As I said, I have carried this [news clipping] with me for two years. For me there is also a lesson in the fact that this testimony is not on the headline of the front page of the newspaper, as it has to be, 18,000 children die every day! It's not a car accident of one victim. It's 18,000 daily! This was on page number twenty-one, which means that twenty pages of the same newspaper of that day were considered more important than this. Twenty pages, and this is the whole article, a small piece of paper, not even a picture. So what have we learned?
Still, I am an optimist. In that dark tunnel, the six years of World War ??, were some stars that gave us hope and showed the light at the end of the tunnel. I speak about the Righteous among the Nations. For example, [Sempo Sugihara], the Japanese diplomat in Vilnius, capital of Lithuania, who issued thousands of visas for Jews from Lithuania and Poland to go to Macau, to the Far East and to survive. He was a hero of that time. Raoul Wallenberg, Oscar Schindler, people from different nations: They didn't know each other, and they were not a group. Each one was an individual, but in common they shared character and a good heart. [They were] people who were ready to endanger themselves, and they paid sometimes with their lives, like Raoul Wallenberg, in order to save people they didn't know - women, and elderly people, children and babies - from the devil. These personalities give us hope.

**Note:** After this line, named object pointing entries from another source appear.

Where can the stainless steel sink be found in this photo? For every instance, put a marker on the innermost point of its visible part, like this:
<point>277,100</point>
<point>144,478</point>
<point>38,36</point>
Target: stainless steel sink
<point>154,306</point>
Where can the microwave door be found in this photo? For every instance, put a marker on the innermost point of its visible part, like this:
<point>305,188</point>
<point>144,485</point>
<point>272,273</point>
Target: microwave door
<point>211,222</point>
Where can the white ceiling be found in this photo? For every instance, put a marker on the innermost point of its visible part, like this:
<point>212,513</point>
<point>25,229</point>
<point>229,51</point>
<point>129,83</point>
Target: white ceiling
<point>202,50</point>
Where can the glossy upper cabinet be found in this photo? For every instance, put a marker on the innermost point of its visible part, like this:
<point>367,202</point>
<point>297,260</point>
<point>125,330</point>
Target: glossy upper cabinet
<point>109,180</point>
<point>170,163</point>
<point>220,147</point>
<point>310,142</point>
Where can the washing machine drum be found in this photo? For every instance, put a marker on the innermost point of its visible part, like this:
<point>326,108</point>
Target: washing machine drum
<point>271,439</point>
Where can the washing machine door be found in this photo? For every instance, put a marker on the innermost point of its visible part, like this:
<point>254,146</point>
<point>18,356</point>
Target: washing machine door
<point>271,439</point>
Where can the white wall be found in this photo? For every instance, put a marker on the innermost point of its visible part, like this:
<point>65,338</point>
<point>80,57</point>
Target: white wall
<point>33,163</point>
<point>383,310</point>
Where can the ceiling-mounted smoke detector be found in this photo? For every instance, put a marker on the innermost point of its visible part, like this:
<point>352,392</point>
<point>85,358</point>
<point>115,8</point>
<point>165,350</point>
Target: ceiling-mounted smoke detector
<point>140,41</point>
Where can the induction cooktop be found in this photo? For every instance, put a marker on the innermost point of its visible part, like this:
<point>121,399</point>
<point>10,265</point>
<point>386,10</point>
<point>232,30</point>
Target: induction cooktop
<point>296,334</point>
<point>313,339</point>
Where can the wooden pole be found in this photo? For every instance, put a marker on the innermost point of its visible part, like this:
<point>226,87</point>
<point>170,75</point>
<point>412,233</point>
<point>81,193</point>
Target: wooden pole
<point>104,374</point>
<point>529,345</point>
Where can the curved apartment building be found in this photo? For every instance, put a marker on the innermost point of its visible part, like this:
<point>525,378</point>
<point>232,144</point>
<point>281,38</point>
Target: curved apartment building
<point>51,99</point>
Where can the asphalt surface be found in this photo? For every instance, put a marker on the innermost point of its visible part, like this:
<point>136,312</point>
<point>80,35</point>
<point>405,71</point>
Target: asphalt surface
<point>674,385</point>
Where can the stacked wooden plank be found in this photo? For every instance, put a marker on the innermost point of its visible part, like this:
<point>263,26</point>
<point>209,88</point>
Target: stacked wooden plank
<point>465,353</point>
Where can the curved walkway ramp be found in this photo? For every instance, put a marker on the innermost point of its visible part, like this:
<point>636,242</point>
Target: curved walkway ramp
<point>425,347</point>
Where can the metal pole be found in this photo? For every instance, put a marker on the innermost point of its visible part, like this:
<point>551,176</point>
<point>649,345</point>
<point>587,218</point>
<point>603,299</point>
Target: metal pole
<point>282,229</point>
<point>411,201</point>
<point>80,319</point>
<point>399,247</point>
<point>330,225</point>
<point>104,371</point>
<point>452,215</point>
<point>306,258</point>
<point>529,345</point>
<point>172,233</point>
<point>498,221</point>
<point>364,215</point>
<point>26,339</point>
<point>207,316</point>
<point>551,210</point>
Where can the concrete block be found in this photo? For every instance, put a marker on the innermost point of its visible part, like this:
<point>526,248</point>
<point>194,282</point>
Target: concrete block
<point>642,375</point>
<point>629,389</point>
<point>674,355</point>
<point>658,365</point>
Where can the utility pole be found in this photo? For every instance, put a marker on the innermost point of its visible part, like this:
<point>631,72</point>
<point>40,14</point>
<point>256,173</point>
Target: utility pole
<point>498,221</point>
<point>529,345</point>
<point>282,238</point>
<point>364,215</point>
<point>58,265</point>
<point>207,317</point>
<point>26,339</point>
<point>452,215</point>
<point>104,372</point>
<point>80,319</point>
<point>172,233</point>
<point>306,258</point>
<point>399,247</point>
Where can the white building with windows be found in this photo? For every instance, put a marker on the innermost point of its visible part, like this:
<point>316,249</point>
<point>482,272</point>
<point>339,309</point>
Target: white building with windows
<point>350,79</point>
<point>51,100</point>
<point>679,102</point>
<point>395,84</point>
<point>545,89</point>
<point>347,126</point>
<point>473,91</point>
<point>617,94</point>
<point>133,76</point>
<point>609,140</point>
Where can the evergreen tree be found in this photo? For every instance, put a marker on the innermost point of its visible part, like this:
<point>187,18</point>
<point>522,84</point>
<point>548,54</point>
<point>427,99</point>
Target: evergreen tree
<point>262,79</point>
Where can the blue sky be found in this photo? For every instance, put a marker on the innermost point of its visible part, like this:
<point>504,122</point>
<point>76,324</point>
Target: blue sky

If the world would not have kept silent at that time, then the boulevard of trees at Yad Vashem, the institution I represent here today as it s Council Chairman, would look different today. There is a boulevard there, where each tree carries a name of one of the Righteous I mentioned and many others I did not. If the world hadn't kept silent, or if for example the Vatican would have said a word to condemn anti-Semitism and to fight Nazism, then this boulevard would be so long that the trees would stretch from Yad Vashem in Jerusalem to the UN building in New York. If only the world would have behaved properly, as it had to do.
Unfortunately, those were dark, bad times. Very few behaved as they were supposed to. Ethics and morals were not the first priority of mankind in 1933, nor from 1939 until 1945. Finally, the free world came to liberate us: the Soviet Union came to Auschwitz; General Patton came to us in Buchenwald. Dwight Eisenhower, Montgomery, De Gaulle, the Allies. We thought: "Messiah!" For us this was a new chapter in life, a new creation. And we do hope that the phenomenon of our liberation is a sign and a symbol, and example for a new world, a world of friendship, of understanding, of peace and of love.
This is my prayer to the Lord Almighty: " Oseh shalom bimromav", The Lord who made peace in heaven", "Hu ya'aseh shalom aleinu", "He will create peace among us and the entire world", and let us say, amen.